Young Henry was seated at the kitchen table in the Johnsons’ comfortable house, his brows wrinkled in thought. He resorted to mumbling to himself as he went through the difficulties because completing his maths homework was proving to be fairly difficult.

He murmured, “2+5, the son of a b**ch is 7,” beneath his breath.

He said, “3+6 is 9; the son of a b**ch.”

His mother, who had been occupied in the kitchen, overheard her son’s rather peculiar approach to maths. She put her spatula down puzzled and walked over to Henry. “Henry,” she questioned, “what is this nonsense you are doing?”

Henry responded, “Oh, Mom, don’t disturb,” without looking up from his homework. I’m working on my math assignment.

His mother asked further questions out of concern.
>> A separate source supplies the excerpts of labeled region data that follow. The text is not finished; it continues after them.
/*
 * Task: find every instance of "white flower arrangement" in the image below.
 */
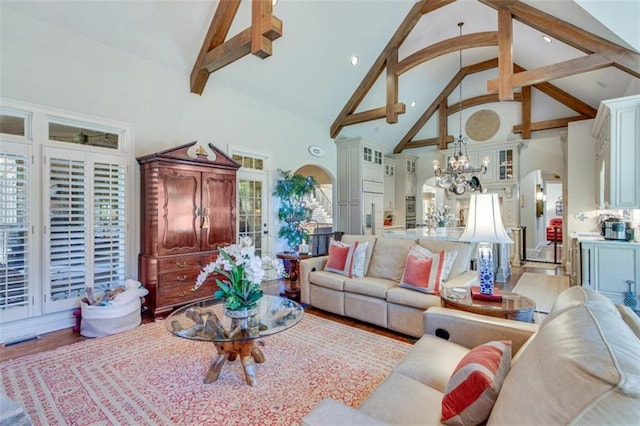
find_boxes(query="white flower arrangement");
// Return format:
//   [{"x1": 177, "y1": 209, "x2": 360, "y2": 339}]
[{"x1": 192, "y1": 237, "x2": 284, "y2": 310}]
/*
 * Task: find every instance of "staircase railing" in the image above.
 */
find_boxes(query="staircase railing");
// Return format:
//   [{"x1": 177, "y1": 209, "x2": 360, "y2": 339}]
[{"x1": 313, "y1": 186, "x2": 333, "y2": 220}]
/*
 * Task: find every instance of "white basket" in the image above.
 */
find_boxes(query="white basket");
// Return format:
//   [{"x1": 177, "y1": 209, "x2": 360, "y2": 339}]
[{"x1": 80, "y1": 297, "x2": 142, "y2": 337}]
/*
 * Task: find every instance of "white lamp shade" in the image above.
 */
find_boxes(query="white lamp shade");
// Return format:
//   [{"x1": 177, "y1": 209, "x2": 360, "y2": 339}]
[{"x1": 460, "y1": 194, "x2": 513, "y2": 244}]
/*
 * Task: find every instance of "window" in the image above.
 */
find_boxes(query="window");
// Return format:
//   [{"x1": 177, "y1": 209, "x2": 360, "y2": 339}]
[{"x1": 0, "y1": 100, "x2": 135, "y2": 327}]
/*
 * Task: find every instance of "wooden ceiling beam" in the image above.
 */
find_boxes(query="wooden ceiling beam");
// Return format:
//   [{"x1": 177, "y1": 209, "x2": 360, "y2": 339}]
[
  {"x1": 405, "y1": 135, "x2": 453, "y2": 149},
  {"x1": 487, "y1": 53, "x2": 613, "y2": 92},
  {"x1": 522, "y1": 86, "x2": 531, "y2": 139},
  {"x1": 191, "y1": 0, "x2": 240, "y2": 95},
  {"x1": 498, "y1": 9, "x2": 513, "y2": 101},
  {"x1": 343, "y1": 103, "x2": 407, "y2": 126},
  {"x1": 513, "y1": 64, "x2": 598, "y2": 118},
  {"x1": 329, "y1": 0, "x2": 455, "y2": 138},
  {"x1": 513, "y1": 115, "x2": 592, "y2": 133},
  {"x1": 191, "y1": 0, "x2": 282, "y2": 95},
  {"x1": 396, "y1": 31, "x2": 498, "y2": 75},
  {"x1": 479, "y1": 0, "x2": 640, "y2": 78},
  {"x1": 393, "y1": 58, "x2": 498, "y2": 154},
  {"x1": 446, "y1": 93, "x2": 522, "y2": 116},
  {"x1": 387, "y1": 47, "x2": 404, "y2": 124}
]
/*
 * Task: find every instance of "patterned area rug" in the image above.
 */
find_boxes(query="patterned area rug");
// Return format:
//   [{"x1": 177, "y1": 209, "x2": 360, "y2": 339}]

Is this how you were taught by your teacher?

Henry gave a confident nod. “Yes, mother,”

Now, completely terrified, Henry’s mother made the decision to intervene on her own. He teacher’s number was entered on her cell phone as she reached for it. She questioned, “Are you teaching maths to children by saying… 2+2, the son of a b**ch is 4?” with a mix of annoyance and wonder.

On the opposite end of the queue, there was a brief period of silence before the teacher started laughing, much to her surprise.